Author Gerald Posner details Abu Zubaydah's confessions to his interrogators as to how Osama bin Laden "personally" told him of a 1991 meeting at which Saudi had agreed to let the al-Qaeda chief leave the country.
This was assured by Prince Turki al-Faisal bin Abdul Aziz, the long-time intelligence chief, who agreed to let Osama leave and provide him with secret funds as long as al-Qaeda refrained from promoting jihad in the kingdom.
A Pakistani contact revealed by Zubaydah, high-ranking air force officer Mushaf Ali Mir, entered the equation at a 1996 meeting in Pakistan which the al-Qaeda captive also attended.

Osama struck a deal with Mir, then in the military but tied closely to Islamists in Pakistan's Inter-Services Intelligence (ISI), to get protection, arms and supplies for al-Qaeda.
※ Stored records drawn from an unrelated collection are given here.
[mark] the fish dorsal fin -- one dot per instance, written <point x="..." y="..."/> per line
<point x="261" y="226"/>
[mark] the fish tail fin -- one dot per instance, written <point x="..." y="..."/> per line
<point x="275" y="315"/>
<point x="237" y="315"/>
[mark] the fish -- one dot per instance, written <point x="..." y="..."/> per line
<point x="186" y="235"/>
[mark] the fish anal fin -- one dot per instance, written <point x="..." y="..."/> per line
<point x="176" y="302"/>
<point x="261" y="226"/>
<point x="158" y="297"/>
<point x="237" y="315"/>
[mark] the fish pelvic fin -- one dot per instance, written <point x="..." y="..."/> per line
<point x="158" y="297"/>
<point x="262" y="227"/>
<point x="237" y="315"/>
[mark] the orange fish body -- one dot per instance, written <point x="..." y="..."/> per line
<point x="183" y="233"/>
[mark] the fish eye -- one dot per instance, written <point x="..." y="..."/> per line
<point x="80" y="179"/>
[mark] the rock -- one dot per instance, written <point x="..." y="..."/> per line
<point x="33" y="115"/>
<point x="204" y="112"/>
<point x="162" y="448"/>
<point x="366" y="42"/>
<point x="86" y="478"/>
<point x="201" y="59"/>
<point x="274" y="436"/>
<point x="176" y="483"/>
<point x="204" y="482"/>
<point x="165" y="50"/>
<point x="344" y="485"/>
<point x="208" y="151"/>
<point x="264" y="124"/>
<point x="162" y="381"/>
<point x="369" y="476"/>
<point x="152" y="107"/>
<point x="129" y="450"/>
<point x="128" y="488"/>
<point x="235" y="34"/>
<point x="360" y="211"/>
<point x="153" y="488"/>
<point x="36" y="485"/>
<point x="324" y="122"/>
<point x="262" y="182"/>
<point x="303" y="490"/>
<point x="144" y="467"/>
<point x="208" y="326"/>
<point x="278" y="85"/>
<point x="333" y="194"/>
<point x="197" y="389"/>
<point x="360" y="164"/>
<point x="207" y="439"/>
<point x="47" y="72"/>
Abu Zubaydah told his interrogators that bin Laden said the arrangement was "blessed by the Saudis," according to Posner.

Zubaydah said he attended a third meeting in Kandahar in 1998 with Turki, senior ISI agents and Taliban officials.

There Turki promised, writes Posner, that "more Saudi aid would flow to the Taliban, and the Saudis would never ask for bin Laden's extradition, so long as al-Qaeda kept its long-standing promise to direct fundamentalism away from the kingdom." More The book seems certain to kick up a political and diplomatic firestorm, Time writes. The first question everyone will ask is, Is it true? And many will wonder if these matters were addressed in the 28-pages censored from Washington's official report on 9/11.

It has long been suggested, Time notes, that Saudi Arabia probably had some kind of secret arrangement to stave off fundamentalists within the kingdom.

But, the magazine says, this appears to be the first description of a repeated, explicit quid pro quo between bin Laden and a Saudi official.

The second source, Posner said, was from the CIA, and he gave what Posner viewed as general confirmation of the story but did not repeat the details.

There are top Bush Administration officials who have for long taken a hostile view of Saudi behavior regarding terrorism and might want to leak Zubaydah's claims, Time notes.


The details of Zubaydah's drug-induced confessions might bring on charges that the U.S. Is using torture on terror suspects.

According to Posner, the Administration decided shortly after 9/11 to permit the use of Sodium Pentothal on prisoners.

The Administration, he writes, "privately believes that the Supreme Court has implicitly approved using such drugs in matters where public safety is at risk," citing a 1963 opinion.